Loss Functions

Flux provides a large number of common loss functions used for training machine learning models.

Most loss functions in Flux have an optional argument agg, denoting the type of aggregation performed over the batch:

loss(ŷ, y; agg=mean)

Flux.mae — Function

mae(ŷ, y; agg=mean)

Return the loss corresponding to mean absolute error:

agg(abs.(ŷ .- y))

source

Flux.mse — Function

mse(ŷ, y; agg=mean)

Return the loss corresponding to mean square error:

agg((ŷ .- y).^2)

source

Flux.msle — Function

msle(ŷ, y; agg=mean, ϵ=eps(eltype(ŷ)))

The loss corresponding to mean squared logarithmic errors, calculated as

agg((log.(ŷ .+ ϵ) .- log.(y .+ ϵ)).^2)

The ϵ term provides numerical stability.

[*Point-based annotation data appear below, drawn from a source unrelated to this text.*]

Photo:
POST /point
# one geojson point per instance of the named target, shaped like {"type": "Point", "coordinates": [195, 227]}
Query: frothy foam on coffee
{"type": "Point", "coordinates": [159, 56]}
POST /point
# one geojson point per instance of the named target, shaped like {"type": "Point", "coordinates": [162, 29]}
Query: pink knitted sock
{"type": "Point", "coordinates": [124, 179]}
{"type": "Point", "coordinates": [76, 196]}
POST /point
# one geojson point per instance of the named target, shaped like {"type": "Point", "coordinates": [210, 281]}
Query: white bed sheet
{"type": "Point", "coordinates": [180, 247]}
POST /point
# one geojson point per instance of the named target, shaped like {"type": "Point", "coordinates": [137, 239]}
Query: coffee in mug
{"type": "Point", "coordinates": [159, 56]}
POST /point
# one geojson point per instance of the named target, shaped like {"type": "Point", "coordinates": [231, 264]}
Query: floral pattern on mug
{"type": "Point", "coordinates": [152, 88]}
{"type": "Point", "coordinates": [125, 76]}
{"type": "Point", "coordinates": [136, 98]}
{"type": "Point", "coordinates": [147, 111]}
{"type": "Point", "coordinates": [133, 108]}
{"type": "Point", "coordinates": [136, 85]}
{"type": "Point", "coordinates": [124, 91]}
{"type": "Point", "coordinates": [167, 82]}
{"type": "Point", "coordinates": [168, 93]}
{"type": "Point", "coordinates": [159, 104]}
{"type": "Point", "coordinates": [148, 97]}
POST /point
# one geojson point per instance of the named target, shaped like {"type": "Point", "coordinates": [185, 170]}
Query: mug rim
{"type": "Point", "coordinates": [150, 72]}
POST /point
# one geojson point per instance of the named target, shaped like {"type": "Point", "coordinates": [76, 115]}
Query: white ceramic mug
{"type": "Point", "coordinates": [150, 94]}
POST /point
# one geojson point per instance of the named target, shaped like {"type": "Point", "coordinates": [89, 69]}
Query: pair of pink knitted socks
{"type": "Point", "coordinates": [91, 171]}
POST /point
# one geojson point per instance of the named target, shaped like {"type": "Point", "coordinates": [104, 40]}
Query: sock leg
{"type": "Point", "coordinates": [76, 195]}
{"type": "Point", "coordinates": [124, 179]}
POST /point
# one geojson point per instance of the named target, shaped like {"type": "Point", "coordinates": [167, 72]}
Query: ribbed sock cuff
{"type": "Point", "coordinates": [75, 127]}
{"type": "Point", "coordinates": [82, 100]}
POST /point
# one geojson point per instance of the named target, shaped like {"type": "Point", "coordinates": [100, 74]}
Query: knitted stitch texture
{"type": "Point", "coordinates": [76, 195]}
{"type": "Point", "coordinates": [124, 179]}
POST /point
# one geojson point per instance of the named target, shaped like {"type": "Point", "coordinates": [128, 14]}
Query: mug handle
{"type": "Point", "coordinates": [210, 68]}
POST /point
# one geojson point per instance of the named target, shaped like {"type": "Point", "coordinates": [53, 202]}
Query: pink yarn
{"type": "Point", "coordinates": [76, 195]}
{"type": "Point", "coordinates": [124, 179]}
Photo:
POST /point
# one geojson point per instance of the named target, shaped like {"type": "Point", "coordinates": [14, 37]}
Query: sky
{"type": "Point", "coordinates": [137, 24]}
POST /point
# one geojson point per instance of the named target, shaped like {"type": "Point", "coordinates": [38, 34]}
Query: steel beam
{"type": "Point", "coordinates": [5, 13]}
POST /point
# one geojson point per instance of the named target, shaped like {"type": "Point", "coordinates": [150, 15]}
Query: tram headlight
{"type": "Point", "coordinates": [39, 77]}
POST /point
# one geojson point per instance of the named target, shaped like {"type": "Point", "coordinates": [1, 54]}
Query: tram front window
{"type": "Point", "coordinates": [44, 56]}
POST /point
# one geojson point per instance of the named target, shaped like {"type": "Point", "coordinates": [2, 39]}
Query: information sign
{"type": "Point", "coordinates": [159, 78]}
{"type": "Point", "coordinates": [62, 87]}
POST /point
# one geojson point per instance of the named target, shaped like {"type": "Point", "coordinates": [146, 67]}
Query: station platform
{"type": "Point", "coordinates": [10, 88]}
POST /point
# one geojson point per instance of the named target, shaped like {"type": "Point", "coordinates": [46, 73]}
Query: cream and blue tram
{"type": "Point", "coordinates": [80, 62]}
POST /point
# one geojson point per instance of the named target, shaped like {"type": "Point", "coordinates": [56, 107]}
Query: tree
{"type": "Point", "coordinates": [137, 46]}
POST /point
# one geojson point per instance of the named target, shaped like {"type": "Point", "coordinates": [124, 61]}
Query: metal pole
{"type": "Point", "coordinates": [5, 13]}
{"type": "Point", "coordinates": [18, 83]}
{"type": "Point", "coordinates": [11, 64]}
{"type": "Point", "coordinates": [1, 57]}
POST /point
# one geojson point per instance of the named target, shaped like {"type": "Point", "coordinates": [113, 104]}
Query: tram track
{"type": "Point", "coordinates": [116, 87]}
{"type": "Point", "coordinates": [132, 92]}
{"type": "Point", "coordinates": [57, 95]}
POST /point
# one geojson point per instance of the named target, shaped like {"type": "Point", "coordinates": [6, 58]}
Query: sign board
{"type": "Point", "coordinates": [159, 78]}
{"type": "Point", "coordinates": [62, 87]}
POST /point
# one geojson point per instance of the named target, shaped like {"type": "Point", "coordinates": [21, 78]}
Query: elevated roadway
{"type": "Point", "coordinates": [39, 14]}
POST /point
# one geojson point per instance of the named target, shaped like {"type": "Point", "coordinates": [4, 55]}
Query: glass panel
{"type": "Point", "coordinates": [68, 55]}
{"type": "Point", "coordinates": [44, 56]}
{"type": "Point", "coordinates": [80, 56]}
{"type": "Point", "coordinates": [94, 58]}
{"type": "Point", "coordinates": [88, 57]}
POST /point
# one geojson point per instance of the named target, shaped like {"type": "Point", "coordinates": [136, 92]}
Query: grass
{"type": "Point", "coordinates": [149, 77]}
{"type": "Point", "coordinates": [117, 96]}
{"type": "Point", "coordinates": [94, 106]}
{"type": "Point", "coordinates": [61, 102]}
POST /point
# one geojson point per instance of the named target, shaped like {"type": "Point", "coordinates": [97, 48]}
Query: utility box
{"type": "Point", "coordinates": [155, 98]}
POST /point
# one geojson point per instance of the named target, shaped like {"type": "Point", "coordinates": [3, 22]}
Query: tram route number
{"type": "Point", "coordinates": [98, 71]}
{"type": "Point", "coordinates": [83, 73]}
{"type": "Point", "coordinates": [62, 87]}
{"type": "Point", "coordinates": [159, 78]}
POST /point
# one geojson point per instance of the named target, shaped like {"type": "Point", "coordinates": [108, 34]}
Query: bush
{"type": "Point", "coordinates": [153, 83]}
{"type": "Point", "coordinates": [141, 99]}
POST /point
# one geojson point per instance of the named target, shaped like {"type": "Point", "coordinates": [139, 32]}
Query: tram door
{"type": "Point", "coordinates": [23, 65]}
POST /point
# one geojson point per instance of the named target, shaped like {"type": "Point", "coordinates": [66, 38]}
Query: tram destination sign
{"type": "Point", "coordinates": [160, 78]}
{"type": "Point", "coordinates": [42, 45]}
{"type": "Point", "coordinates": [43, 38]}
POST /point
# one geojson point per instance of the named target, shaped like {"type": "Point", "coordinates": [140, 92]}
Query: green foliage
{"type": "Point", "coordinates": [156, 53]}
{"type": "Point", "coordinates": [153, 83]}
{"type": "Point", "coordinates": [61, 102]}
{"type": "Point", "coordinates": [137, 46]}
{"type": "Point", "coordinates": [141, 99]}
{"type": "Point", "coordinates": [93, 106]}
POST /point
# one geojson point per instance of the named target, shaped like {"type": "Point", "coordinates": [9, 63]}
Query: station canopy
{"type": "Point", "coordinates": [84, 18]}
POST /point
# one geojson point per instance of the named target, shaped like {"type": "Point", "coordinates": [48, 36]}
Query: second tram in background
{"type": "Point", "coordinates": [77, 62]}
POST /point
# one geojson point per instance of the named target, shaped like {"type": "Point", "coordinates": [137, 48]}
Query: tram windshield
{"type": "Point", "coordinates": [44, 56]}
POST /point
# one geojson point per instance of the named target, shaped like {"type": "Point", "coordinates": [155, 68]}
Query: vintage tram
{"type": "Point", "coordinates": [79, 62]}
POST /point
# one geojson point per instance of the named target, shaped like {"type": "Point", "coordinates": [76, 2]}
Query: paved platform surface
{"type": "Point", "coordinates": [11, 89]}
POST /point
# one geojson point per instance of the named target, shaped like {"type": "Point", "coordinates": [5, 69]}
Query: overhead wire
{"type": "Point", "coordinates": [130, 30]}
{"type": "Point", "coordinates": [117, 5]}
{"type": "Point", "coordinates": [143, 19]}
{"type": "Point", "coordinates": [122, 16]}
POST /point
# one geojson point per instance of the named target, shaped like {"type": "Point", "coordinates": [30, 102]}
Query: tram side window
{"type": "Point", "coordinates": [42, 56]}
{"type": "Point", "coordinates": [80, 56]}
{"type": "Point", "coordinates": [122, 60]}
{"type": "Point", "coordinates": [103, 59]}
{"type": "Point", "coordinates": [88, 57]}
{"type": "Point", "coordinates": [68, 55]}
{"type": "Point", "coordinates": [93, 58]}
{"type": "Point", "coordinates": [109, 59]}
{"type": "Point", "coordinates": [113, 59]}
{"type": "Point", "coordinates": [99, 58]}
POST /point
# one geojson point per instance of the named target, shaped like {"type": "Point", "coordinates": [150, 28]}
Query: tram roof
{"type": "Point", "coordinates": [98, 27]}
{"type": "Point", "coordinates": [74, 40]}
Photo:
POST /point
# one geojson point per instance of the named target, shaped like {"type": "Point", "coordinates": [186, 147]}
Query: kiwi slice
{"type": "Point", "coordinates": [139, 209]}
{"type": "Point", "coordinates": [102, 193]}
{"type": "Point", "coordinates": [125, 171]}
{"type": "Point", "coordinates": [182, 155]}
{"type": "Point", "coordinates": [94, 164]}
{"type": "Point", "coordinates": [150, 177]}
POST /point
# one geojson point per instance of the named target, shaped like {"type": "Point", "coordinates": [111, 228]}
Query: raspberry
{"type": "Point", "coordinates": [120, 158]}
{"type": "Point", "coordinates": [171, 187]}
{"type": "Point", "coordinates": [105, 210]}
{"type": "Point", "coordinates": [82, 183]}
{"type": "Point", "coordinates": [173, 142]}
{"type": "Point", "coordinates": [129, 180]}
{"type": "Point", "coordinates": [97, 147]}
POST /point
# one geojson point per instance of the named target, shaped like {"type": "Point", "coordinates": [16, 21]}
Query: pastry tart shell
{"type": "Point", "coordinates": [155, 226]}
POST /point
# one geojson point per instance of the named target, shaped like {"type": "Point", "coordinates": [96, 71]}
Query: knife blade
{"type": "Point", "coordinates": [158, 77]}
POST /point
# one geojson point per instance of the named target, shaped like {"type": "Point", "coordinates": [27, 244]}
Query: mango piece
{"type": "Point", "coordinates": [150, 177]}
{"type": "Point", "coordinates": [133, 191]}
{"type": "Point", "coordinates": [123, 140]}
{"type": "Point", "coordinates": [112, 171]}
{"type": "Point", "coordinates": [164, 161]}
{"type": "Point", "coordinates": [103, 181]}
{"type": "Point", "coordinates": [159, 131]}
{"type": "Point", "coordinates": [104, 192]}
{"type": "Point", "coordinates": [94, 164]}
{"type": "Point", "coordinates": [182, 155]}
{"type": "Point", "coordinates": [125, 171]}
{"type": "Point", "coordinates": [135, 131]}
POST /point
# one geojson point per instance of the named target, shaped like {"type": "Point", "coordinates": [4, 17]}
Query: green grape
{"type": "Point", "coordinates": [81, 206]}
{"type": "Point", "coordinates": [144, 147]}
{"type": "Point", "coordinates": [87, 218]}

Penalizes an under-predicted estimate more than an over-predicted estimate.

source

Flux.huber_loss — Function

huber_loss(ŷ, y; δ=1, agg=mean)

Return the mean of the Huber loss given the prediction ŷ and true values y.

             | 0.5 * |ŷ - y|,            for |ŷ - y| <= δ
Huber loss = |
             |  δ * (|ŷ - y| - 0.5 * δ), otherwise

source

Flux.crossentropy — Function

crossentropy(ŷ, y; weight=nothing, dims=1, ϵ=eps(eltype(ŷ)), agg=mean)

Return the cross entropy between the given probability distributions; calculated as

agg(.-sum(weight .* y .* log.(ŷ .+ ϵ); dims=dims))agg=mean,

weight can be nothing, a number or an array. weight=nothing acts like weight=1 but is faster.

source

Flux.logitcrossentropy — Function

logitcrossentropy(ŷ, y; weight=nothing, agg=mean, dims=1)

Return the crossentropy computed after a Flux.logsoftmax operation; calculated as

agg(.-sum(weight .* y .* logsoftmax(ŷ; dims=dims); dims=dims))

logitcrossentropy(ŷ, y) is mathematically equivalent to Flux.crossentropy(softmax(log.(ŷ)), y) but it is more numerically stable.

source

Flux.binarycrossentropy — Function

binarycrossentropy(ŷ, y; ϵ=eps(ŷ))

Return $-y*\log(ŷ + ϵ) - (1-y)*\log(1-ŷ + ϵ)$. The ϵ term provides numerical stability.

Typically, the prediction ŷ is given by the output of a sigmoid activation.

source

Flux.logitbinarycrossentropy — Function

logitbinarycrossentropy(ŷ, y; agg=mean)

logitbinarycrossentropy(ŷ, y) is mathematically equivalent to Flux.binarycrossentropy(σ(log(ŷ)), y) but it is more numerically stable.

source

Flux.kldivergence — Function

kldivergence(ŷ, y; dims=1, agg=mean, ϵ=eps(eltype(ŷ)))

Return the Kullback-Leibler divergence between the given arrays interpreted as probability distributions.

KL divergence is a measure of how much one probability distribution is different from the other. It is always non-negative and zero only when both the distributions are equal everywhere.

source

Flux.poisson_loss — Function

poisson_loss(ŷ, y; agg=mean, ϵ=eps(eltype(ŷ))))

Return how much the predicted distribution ŷ diverges from the expected Poisson

distribution y; calculated as sum(ŷ .- y .* log.(ŷ)) / size(y, 2).

REDO More information..

source

Flux.hinge — Function

hinge(ŷ, y; agg=mean)

Return the hinge loss given the prediction ŷ and true labels y (containing 1 or -1); calculated as agg(max.(0, 1 .- ŷ .* y)).